Publish date:

SWING EVOLUTION

Author:

A DECADE-BY-DECADE LOOK AT SOME OF THE MOST INFLUENTIAL STROKES IN BASEBALL HISTORY, INCLUDING THE SIZE OF EACH PRACTITIONER'S TYPICAL BAT

1910s

TY COBB

PLAYING PEPPER

(34.5", 44 OZ.)

Erect setup with feet close together. Huge hitch. Bat held with hands apart at first, then together in load position. Barrel stayed flat.

1920s

BABE RUTH

THE HOME RUN SWING

(36", 42 OZ.)

Contact sacrificed for power. Athletic setup. Low hands, bat tipped as a trigger, forward stride to a firm front side. Swing path slightly upward.

1930s

MEL OTT

THE LEG KICK

(36", 37 OZ.)

One of the kick's first practitioners and an extremist—he stepped high and far. Using a windup style, he also had an enormous hitch, with hands dropping to mid-thigh.

1940s

JOE DIMAGGIO

ROTATIONAL HITTING

(36", 35 OZ.)

Feet wide apart.

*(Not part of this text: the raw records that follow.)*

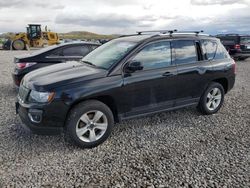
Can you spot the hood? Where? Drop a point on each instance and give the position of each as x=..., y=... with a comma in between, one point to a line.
x=48, y=78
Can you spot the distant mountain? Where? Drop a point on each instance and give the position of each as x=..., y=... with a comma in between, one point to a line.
x=84, y=35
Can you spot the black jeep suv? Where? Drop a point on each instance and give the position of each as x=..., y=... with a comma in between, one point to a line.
x=238, y=46
x=127, y=77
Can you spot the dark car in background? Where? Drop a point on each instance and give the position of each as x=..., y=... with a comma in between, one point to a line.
x=125, y=78
x=60, y=53
x=238, y=46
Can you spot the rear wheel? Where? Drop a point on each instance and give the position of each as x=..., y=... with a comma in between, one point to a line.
x=212, y=99
x=18, y=44
x=89, y=123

Hands preset; no hitch. Great speed in hips and core during a full, fast turn. Flat bat path.

1950s

TED WILLIAMS

UPWARD PATH

(35", 33 OZ.)

Hands started low and hitched. Swing on a slight upward path to equal the downward path of the pitch. Hips fired before hands.

1960s

PETE ROSE

FLAT SWING

(35", 33 OZ.)

Bat held flat and stayed level through the zone. Economy of movement, including little to none by the head. Prioritized contact over power.

1970s

GEORGE BRETT

WEIGHT SHIFT

(34", 31 OZ.)

Transfer of weight from a firm back side to a firm front side. Emphasis was on full extension, promoting a one-hand, high finish.

1980s

TONY GWYNN

LINEAR HITTING

(32", 31 OZ.)

The principles: Take the knob to the ball. Stay inside the ball. Let the ball get deep. Hands "pushed" the ball to the opposite field with a level stroke..

1990s

KEN GRIFFEY JR.

STORED ENERGY

(34", 31 OZ.)

Power created by "separation": the stretching of an imaginary band from the front foot, as it went forward, and the hands, which stayed back.

2000s

ALBERT PUJOLS

LINEAR + ROTATIONAL

(34.5", 33 OZ.)

Hands first worked up and back as front hip started forward. "Get the foot down on time," then let rotational forces (hips, torso, hands) take over.

2010s

JOSH DONALDSON

THE MODERN SWING

(34.5", 32.5 OZ.)

Get ready early. Leg kick and hand movement to push the barrel back. Get bat into the plane of the pitch, creating backspin and loft.